Who are those living in bondage today? Perhaps they are living next door to us. What can we do to help release one another? It is interesting that in the story of Lazarus, Jesus arrives when Lazarus has been dead for four days and calls him forth from the tomb. It is Jesus who calls him back to life, but he calls the community to “unbind him and let him go.” (John 11:44 NRSV) The centurion is a man of great power. His slave is ill. The centurion cannot heal him. He requires the community to intercede. None of us are solo enterprises.
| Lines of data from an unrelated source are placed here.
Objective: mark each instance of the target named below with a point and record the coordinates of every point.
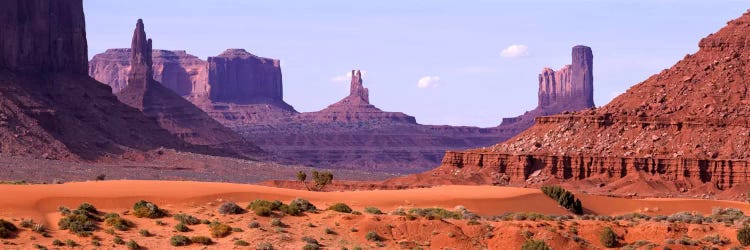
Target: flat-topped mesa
(237, 76)
(42, 36)
(572, 86)
(357, 89)
(175, 69)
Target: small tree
(608, 237)
(322, 179)
(743, 236)
(302, 177)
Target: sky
(467, 62)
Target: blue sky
(454, 47)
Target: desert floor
(202, 199)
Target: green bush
(7, 229)
(145, 209)
(341, 208)
(535, 245)
(743, 235)
(563, 197)
(88, 208)
(117, 222)
(264, 246)
(373, 210)
(186, 219)
(201, 240)
(435, 213)
(132, 245)
(608, 237)
(373, 236)
(219, 230)
(230, 208)
(181, 227)
(179, 240)
(77, 223)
We do this together.


It seems that the church has too often sidestepped humility and been less than cognizant of its power. Throughout history, the church has used its power for transformation and for destruction. The church has funded schools and hospitals. It has started a multitude of nonprofits and ministries that serve the greater community. We use our power for good every time we welcome people who have been rejected, when we feed those who are hungry, when we care for the earth, and build houses for Habitat for Humanity. Through the centuries, the church has abused its power and caused great devastation through the inquisition, the Salem witch trials, justifying slavery, and more recently the sex abuse scandals. Many people have been wounded or rejected by the church and the church has often justified that saying they are acting on God’s behalf. Power can be a source of healing or hurt – in ways that are both small and widespread. We are called to be aware of the power that we hold and to use it in ways that enable healing.


It is my prayer that we will be God’s church – truly offering love and transformation while eradicating systems of oppression and injustice. To do that we must embrace the fullness of who we are, claiming our humility and power, while allowing God to work through us. Notice the one who was healed has no voice in the story. When we dig deep and call on our humility and power, we can act on behalf of those who have no voice; we can bring hope to those we will never see. Jesus never even saw the one he healed. God’s healing love is so great that it extends to the corners of the earth. You need not be present to receive it. It is given to all. Let us go forth as sinners and saints spreading that healing love everywhere we go.